In a post on their help site Salesforce has announced a security alert for the Dyre Malware. While Salesforce claims that its systems are not infected, it asks users to be vigilant, and it is investigating further if their systems are affected.
In the post Salesforce says “On September 3, 2014, one of our security partners identified that the Dyre malware (also known as Dyreza), which typically targets customers of large, well-known financial institutions, may now also target some Salesforce users. “
While Salesforce maintains there’s “no evidence that any of our customers have been impacted by this,” they are at least investigating and if they “determine that a customer has been impacted by this malware, we will reach out to them with next steps and further guidance.”
As a first step, Salesforce suggests users work with their IT security teams to check that their anti-malware solution is capable of detecting the Dyre malware. They also suggest businesses to Activate IP Range Restrictions to allow users to access salesforce.com only from your corporate network or VPN Use SMS Identity Confirmation to add an extra layer of login protection when salesforce credentials are used from an unknown source Implement Salesforce#, which provides an additional layer of security with 2-step verification.
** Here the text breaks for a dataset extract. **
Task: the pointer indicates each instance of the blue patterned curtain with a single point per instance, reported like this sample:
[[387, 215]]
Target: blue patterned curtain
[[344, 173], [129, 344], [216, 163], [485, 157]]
The app is available via the iTunes App Store or via Google Play for Android devices.
Leverage SAML authentication capabilities to require that all authentication attempts be sourced from your network Commenting on the potential breach, Bob West, Chief Trust Officer at cloud security firm, CipherCloud said “Dyre’s jump from the world of banking into the world’s largest CRM cloud reminds us that sensitive customer information is as valuable to cyber criminals as money. The malware targets user name and passwords and underscores the point that authentication alone is not enough. Personally identifiable information, research and development, account numbers and other sensitive information must be protected to minimise the impact of a breach. Encrypting information for cloud services and access monitoring can play a crucial role in proactively protecting information from unauthorised entities.”
The first signals of Dyre being circulated on the Internet were seen by researchers back in June, 2014. The malware is circulated via phishing emails in which the user was lured to click on a link to ostensibly download a file – typically an .exe or a .scr file that is zipped. Once installed, the malware applies a browser hooking technique to intercept traffic before it is encrypted, and redirects the traffic to a different website than the user intended.